School Board to buy land for new tech college
The Iberville Parish School Board on Monday authorized spending $1.082 million for nearly 35 acres of land next to Plaquemine High School and donating 10 acres to the state for construction of a new technical college.
The Louisiana Community and Technical College System (LCTCS) plans to build a new $3.1 million facility for the Capital Area Technical College Westside Campus at the site. It will offer post-secondary education programs in health care, industrial maintenance, computer technology and business office technology.
Parish President J. Mitchell Ourso Jr. told the POST/SOUTH he has included $200,000 to provide infrastructure for the site in the Iberville Parish Council's proposed budget for next year.
While it will serve students from around the area, including adults seeking job training, the technical college will offer Plaquemine High students the opportunity for dual enrollment and dual credit classes to prepare them for the workplace, said Superintendent P. Edward Cancienne Jr., recommended the plan.
“This is a college,” Dr. Cancienne said. “This is truly post-secondary work.”
Iberville Chamber of Commerce Executive Director Hank Grace touted the move touted as a major step for education and for local industries that need a “trained and ready” workforce.
“This is critically important to the future of Iberville Parish,” Grace said.
School Board Member Brian S. Willis of Plaquemine, chairman of the board's Buildings and Grounds Committee, said there is a demand for career education. The school system had to turn students away from grant-funded welding course offered this summer at Plaquemine High.
Other school board members questioned buying land to donate to the state when they are struggling with the school system's finances.
“Do we not have any property where this could be built,” asked Board Member Darlene M. Ourso of White Castle, who said she did not receive the proposal until Friday. “...I think I'm against the idea of how this has been handed down to me.”
“We're purchasing property to give away when we have in-house issues,” said Board Member Stanley Washington of Maringouin. He said the board had delayed repairs at North Iberville Elementary School and the White Castle High School gym for lack of funds.
“We need to learn how to take care of in-house issues first,” Washington said.

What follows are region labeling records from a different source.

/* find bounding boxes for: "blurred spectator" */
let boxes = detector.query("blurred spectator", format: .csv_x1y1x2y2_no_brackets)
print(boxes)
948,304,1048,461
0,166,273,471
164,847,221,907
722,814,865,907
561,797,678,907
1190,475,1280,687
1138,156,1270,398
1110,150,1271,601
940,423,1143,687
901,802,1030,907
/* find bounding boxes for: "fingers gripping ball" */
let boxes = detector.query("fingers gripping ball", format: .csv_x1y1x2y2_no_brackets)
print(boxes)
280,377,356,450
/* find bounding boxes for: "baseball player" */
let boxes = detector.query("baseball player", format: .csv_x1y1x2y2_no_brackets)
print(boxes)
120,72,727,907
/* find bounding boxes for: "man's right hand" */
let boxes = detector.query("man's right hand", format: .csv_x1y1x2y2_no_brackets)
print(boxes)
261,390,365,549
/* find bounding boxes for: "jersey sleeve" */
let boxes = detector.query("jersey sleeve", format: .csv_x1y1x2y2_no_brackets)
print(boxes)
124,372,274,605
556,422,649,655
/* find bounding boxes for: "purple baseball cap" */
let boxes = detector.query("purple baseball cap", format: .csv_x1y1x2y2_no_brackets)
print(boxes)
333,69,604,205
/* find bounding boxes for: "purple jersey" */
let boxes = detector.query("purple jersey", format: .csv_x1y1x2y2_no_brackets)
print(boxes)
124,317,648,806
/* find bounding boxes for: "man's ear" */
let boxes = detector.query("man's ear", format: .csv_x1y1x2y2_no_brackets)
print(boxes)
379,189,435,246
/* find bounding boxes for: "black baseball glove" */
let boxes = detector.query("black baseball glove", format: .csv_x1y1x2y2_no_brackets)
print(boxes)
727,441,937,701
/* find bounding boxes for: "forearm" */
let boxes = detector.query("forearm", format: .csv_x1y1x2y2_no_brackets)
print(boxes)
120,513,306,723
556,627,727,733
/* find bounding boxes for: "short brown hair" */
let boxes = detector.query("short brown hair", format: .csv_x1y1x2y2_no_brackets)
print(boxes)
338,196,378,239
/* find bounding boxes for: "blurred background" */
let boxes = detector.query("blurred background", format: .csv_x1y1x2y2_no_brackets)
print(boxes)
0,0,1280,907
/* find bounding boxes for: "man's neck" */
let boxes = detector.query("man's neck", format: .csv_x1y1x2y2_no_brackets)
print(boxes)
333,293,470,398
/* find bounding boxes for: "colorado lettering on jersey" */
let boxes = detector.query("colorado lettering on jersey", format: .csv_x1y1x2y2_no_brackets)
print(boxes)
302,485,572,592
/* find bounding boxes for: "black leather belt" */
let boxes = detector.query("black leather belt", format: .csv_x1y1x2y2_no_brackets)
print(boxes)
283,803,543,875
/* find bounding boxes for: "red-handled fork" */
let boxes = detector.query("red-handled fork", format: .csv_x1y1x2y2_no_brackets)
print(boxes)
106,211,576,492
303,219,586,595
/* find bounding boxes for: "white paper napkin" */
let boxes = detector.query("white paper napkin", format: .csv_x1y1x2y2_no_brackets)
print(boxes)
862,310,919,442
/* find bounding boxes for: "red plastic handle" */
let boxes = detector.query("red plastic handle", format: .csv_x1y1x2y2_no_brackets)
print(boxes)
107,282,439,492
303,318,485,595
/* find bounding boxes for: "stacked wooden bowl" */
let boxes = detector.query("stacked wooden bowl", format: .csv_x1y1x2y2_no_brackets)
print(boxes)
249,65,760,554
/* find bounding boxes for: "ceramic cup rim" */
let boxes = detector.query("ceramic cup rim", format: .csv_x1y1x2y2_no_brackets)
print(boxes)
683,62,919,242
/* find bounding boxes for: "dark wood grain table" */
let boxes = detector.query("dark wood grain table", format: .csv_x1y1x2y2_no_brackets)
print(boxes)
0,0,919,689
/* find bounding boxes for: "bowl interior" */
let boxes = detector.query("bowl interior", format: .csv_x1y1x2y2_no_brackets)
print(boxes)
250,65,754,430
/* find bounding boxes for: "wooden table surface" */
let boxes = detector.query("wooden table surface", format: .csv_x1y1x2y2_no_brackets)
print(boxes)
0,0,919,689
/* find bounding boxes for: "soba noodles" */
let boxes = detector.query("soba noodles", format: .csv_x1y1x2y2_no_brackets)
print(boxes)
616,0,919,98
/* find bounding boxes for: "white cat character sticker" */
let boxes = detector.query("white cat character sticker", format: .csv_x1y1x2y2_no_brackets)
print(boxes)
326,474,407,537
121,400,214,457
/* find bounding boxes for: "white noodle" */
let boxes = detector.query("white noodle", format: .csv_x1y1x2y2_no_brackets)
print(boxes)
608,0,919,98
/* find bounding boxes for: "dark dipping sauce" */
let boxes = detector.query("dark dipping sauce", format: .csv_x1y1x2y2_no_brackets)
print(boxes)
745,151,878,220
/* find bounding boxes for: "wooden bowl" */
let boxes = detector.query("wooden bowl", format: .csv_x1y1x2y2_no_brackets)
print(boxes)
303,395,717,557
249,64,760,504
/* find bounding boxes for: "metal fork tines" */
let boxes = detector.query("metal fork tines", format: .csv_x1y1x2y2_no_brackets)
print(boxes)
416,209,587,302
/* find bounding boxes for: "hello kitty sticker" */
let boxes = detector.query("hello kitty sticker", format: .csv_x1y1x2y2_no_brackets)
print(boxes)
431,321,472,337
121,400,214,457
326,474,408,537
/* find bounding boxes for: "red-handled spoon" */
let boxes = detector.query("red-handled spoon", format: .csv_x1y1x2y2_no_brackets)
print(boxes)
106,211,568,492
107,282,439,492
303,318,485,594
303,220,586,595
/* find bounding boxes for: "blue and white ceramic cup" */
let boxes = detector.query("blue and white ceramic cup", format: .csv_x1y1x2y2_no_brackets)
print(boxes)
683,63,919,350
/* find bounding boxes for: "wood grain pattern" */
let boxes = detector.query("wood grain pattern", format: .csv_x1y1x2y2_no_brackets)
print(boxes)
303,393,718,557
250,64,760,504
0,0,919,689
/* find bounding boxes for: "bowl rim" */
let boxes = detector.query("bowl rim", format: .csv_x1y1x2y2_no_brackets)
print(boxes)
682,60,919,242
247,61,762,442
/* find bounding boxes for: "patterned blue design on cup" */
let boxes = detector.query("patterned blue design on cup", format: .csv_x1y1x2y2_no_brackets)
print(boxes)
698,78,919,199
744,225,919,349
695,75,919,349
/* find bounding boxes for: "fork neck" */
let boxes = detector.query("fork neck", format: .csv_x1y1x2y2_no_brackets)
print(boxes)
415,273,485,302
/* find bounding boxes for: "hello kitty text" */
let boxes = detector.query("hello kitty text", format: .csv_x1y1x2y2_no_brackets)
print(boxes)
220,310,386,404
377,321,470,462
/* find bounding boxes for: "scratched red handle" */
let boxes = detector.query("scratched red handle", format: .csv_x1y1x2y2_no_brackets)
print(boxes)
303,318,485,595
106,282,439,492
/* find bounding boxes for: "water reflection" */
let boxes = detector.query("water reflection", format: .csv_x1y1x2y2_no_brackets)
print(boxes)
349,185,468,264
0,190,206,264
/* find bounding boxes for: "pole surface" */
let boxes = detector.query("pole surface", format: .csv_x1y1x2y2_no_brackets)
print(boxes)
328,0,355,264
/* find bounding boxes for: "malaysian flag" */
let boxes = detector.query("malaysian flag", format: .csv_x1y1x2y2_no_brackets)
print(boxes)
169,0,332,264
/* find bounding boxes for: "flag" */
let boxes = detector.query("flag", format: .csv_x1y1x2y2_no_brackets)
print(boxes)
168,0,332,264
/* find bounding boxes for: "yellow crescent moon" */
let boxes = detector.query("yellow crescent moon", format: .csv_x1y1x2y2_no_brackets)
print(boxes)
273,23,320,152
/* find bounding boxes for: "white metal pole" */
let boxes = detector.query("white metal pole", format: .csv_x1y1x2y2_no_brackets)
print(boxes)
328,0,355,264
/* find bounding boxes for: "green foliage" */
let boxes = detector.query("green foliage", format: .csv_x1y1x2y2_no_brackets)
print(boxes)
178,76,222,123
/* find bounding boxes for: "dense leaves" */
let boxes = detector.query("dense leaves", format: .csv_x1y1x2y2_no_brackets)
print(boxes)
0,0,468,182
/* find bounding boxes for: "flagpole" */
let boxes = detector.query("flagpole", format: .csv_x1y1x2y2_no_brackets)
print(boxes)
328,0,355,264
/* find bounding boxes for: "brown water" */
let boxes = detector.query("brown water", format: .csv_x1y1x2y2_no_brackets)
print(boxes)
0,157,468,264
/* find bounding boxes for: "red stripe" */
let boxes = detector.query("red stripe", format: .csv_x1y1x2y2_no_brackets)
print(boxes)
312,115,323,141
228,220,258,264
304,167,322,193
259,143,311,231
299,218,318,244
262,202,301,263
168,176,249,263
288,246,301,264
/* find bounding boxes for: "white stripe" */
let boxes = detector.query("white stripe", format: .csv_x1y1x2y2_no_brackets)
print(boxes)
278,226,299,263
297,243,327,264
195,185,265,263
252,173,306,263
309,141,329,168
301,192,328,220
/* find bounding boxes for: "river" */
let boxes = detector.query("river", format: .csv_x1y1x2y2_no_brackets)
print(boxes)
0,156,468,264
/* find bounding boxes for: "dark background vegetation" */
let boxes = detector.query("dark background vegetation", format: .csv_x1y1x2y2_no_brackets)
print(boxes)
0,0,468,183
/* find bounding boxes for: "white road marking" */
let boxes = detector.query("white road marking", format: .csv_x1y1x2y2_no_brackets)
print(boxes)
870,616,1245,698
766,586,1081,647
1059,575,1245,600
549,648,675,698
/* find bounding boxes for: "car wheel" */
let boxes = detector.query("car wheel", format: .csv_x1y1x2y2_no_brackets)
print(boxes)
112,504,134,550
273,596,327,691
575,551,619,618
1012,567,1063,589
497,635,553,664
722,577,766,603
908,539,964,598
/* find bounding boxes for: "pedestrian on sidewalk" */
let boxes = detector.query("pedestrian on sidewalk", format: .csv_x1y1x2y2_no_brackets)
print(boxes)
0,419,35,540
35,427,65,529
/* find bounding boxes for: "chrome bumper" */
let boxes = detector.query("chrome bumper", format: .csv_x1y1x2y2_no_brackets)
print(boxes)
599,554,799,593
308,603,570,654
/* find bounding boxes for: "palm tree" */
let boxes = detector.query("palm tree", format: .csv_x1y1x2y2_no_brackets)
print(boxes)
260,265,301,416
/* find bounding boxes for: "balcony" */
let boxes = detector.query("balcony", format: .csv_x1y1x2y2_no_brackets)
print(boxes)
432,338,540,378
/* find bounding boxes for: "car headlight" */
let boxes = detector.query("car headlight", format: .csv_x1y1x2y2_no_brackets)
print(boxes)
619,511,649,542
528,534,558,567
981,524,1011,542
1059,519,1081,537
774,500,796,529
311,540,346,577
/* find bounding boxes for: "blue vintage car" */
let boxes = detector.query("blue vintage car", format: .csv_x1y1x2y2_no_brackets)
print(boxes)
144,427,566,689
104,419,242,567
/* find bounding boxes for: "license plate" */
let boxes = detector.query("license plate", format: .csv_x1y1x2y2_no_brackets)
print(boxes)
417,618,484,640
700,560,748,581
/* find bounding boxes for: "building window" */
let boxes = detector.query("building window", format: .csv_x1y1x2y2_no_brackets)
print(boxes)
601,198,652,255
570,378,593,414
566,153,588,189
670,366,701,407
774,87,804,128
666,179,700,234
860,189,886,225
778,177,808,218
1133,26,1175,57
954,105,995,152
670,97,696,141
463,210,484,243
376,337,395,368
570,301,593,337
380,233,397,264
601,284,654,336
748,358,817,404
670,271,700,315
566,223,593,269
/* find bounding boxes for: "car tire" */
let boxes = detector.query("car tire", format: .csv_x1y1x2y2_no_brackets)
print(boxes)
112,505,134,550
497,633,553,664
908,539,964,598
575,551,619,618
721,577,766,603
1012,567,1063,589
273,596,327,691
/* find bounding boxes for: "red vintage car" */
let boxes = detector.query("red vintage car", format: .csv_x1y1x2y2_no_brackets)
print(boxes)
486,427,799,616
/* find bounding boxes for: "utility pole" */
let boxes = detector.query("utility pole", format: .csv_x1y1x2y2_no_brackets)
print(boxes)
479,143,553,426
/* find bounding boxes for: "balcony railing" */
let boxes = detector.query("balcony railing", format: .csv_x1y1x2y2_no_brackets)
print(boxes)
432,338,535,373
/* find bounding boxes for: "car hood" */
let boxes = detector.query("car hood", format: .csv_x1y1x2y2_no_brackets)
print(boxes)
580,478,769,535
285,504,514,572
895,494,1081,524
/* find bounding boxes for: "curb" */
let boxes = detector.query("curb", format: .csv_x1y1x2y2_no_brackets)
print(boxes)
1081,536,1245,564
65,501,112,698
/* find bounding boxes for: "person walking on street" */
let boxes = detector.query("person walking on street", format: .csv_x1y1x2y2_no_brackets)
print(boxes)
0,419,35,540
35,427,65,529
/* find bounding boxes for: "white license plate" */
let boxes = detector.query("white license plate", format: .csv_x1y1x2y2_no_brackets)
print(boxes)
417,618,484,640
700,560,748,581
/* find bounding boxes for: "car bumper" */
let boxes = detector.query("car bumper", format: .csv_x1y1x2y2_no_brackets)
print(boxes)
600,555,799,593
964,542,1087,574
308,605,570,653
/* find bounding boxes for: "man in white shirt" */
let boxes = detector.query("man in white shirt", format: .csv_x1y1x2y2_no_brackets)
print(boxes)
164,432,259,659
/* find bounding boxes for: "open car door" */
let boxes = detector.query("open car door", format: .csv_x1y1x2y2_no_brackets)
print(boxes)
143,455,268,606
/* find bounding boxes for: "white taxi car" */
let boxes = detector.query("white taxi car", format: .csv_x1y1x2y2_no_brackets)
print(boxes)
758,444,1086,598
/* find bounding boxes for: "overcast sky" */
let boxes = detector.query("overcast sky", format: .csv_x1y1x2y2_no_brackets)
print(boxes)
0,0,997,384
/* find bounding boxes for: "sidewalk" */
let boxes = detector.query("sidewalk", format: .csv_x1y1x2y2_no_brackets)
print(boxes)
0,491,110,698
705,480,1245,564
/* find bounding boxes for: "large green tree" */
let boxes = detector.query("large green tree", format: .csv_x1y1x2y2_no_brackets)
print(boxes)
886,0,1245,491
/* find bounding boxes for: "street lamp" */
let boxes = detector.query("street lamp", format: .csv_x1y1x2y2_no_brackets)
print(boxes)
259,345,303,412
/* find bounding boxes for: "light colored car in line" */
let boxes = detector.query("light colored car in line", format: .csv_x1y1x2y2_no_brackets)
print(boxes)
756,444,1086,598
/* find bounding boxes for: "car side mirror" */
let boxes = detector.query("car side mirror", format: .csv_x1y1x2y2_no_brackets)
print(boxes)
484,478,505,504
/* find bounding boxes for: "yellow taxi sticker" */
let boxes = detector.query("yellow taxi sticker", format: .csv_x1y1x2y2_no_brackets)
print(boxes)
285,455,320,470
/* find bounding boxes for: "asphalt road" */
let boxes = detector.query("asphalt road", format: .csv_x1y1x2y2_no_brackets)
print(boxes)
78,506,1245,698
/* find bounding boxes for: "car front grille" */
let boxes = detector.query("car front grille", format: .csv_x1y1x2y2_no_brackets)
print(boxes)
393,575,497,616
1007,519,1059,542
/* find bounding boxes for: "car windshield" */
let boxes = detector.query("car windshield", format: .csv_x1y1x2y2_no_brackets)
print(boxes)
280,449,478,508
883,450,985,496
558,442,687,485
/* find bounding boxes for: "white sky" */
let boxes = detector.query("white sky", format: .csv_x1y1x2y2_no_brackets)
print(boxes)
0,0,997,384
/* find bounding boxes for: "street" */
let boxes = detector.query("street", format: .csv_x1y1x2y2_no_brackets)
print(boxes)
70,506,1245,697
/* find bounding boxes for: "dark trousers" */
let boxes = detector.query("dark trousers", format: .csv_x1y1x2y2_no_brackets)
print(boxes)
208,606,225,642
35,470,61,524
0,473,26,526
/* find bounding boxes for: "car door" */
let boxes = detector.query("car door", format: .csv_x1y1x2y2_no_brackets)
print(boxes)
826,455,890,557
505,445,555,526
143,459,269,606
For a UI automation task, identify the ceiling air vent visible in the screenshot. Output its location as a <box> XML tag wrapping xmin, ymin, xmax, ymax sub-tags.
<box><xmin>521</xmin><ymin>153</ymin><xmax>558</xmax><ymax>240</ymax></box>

“We passed a resolution supporting the concept,” School Board Member Tom Delahaye of Plaquemine said.
Cancienne said the School Board had agreed to donate five acres of land at the Plaquemine High School campus for the technical college's new facility, but LCTCS said that was not enough. The organization said it needed 10 acres and possibly more.
“If this thing grows as expected, they will need 15,” he said.
Ourso suggested buying 15 acres and for the board to “take one day at a time.”
Delahaye, a real estate developer, said a second tract would be more expensive down the line.
Cancienne said other parts of the site could be used to develop soccer fields, a football field for seventh and eighth graders and possibly a softball field for girls.
The board approved the purchase in an 11-2 vote, with Washington and Board Member Dorothy R. Sansoni of Plaquemine, voting no. Board members Albertha Hasten of White Castle and Michael C. “Chief” Barbee were absent.
The board authorized its president, Melvin Lodge, to buy a 34.91-acre tract on Tenant Road from E. J. Gay Planting and Manufacturing. The land is a portion of the St. Louis Plantation property. The sale price works out to $31,000 an acre.
The board then approved a cooperative agreement donating 10 acres to LCTCS.
Stevie Smith, chair of the LCTCS Facilities Corporation Board, said construction would take approximately 15 months from the time the land donation was finalized.
Act 391 of the 2007 Legislature authorized $173.7 million to improve technical college facilities around the state, and the State Bond Commission approved the sale of the bonds in December 3007, Smith said. He said the Legislature also created the CTCS Facilities Corporation Board as a non-profit corporation to oversee construction.
He appeared at the board meeting with other representatives, who presented drawings of what the school might look like and the courses it would offer.